Arguments are given in the form of a list:
arguments = [first, second, third, ...]
which are then passed to the script as command-line arguments as follows:
python script.py first second third ...
This also supports using named arguments:
arguments = ['--first_arg', first_val, '--second_arg', second_val, ...]
Arguments can be of type int, float str and can also be used to reference data.
sys.argv¶In this example we pass two arguments to our script. If we were running this from the console:
python script.py 0.001 0.9
To use this command as a model argument in ScriptRunConfig: run.py
arguments = [0.001, 0.9]
config = ScriptRunConfig(
source_directory='.',
script='script.py',
arguments=arguments,
)
which can be consumed as usual in our script: script.py
import sys
learning_rate = sys.argv[1] # gets 0.001
momentum = sys.argv[2] # gets 0.9
argparse¶In this example we pass two named arguments to our script.

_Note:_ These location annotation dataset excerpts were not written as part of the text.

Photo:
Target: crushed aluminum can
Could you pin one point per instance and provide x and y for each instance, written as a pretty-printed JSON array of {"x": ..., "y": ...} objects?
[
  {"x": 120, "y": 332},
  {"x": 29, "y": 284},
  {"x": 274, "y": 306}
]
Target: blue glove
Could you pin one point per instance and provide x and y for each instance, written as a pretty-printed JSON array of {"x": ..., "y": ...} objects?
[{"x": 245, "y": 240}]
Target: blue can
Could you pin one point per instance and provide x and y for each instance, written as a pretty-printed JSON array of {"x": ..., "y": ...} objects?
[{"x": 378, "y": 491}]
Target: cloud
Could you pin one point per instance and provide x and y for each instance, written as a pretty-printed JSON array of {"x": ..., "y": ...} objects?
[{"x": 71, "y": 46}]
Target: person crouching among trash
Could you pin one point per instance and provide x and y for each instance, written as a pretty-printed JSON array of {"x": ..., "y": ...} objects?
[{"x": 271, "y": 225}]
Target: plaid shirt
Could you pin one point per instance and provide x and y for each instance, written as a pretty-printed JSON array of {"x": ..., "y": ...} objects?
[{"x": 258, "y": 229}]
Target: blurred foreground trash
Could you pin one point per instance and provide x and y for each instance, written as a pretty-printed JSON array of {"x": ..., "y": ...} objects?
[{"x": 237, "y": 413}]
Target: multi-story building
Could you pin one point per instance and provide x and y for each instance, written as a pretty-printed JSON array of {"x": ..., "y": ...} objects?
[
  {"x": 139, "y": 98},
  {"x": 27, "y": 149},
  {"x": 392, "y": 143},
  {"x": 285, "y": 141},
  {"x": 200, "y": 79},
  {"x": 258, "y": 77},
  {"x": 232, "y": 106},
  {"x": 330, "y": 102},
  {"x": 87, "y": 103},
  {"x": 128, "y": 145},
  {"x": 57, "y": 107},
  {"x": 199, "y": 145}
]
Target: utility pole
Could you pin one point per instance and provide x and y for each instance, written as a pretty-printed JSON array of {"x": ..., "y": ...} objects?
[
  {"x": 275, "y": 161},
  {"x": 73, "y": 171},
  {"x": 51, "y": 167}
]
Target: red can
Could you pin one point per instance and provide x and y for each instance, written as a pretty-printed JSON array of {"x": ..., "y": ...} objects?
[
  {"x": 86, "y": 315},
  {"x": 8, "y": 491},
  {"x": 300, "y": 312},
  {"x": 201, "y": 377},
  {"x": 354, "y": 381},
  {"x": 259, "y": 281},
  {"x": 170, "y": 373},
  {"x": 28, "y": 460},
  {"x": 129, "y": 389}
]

If we were running this from the console:
python script.py --learning_rate 0.001 --momentum 0.9
To use this command as a model in ScriptRunConfig: run.py
arguments = [
'--learning_rate', 0.001,
'--momentum', 0.9,
]
config = ScriptRunConfig(
source_directory='.',
script='script.py',
arguments=arguments,
)
which can be consumed as usual in our script: script.py
import argparse
parser = argparse.Argparser()
parser.add_argument('--learning_rate', type=float)
parser.add_argument('--momentum', type=float)
args = parser.parse_args()
learning_rate = args.learning_rate # gets 0.001
momentum = args.momentum # gets 0.9
It is possible to provide the explicit command to run : script.py
command = 'python script.py'.split()
config = ScriptRunConfig(
source_directory='<path/to/code>',
command=command,
compute_target=compute_target,
environment=environment,
)
Setting the argument is the same as this example. script='script.py' in place of
the command argument.
This option provides a lot of flexibility. For example:
Set environment variables: Some useful examples:
command = 'export PYTHONPATH=$PWD && python script.py'.split()
command = f'export RANK={rank} && python script.py'.split()
Run setup script: Run a setup script e.g. to download data, set environment variables.
command = 'python setup.py && python script.py'.split()
# create dataset
datastore = ws.get_default_datastore()
dataset = Dataset.File.from_files(path=(datastore, '<path/on/datastore>'))
arguments = ['--dataset', dataset.as_mount()]
config = ScriptRunConfig(
source_directory='.',
script='script.py',
arguments=arguments,
)
from azureml.core import Workspace
from azureml.core import Experiment
ws = Workspace.from_config()
exp = Experiment(ws, 'example')
run = exp.start_logging() # start interactive run
print(run.get_portal_url()) # get link to studio
# A simple example in place of e.g. model
# training or exploratory data analysis
import matplotlib.pyplot as plt
import numpy as np
# 100 linearly spaced numbers
x = np.linspace(-5,5,100)
# the function, which is y = x^2 here
y = x**2
# setting the axes at the centre
fig = plt.figure()
ax = fig.add_subplot(1, 1, 1)
ax.spines['left'].set_position('center')
ax.spines['bottom'].set_position('zero')
ax.spines['right'].set_color('none')
ax.spines['top'].set_color('none')
ax.xaxis.set_ticks_position('bottom')
ax.yaxis.set_ticks_position('left')
# plot the function
plt.plot(x,y, 'r')
# show the plot
plt.show()
run.log_row('sine', x=x, y=y) # log metrics
run.complete() # stop interactive run
A Run is used to track the execution of code in Azure ML. The code that was provided has access to its own run.
from azureml.core import Run
run = Run.get_context()
A common use-case is logging metrics in a training script : train.py
from azureml.core import Run
run = Run.get_context()
# training code
for epoch in range(n_epochs):
model.train()
...
val = model.evaluate()
run.log('validation', val)
This code will report metrics to its related run when uploaded to Azure ML (e.g. through ScriptRunConfig).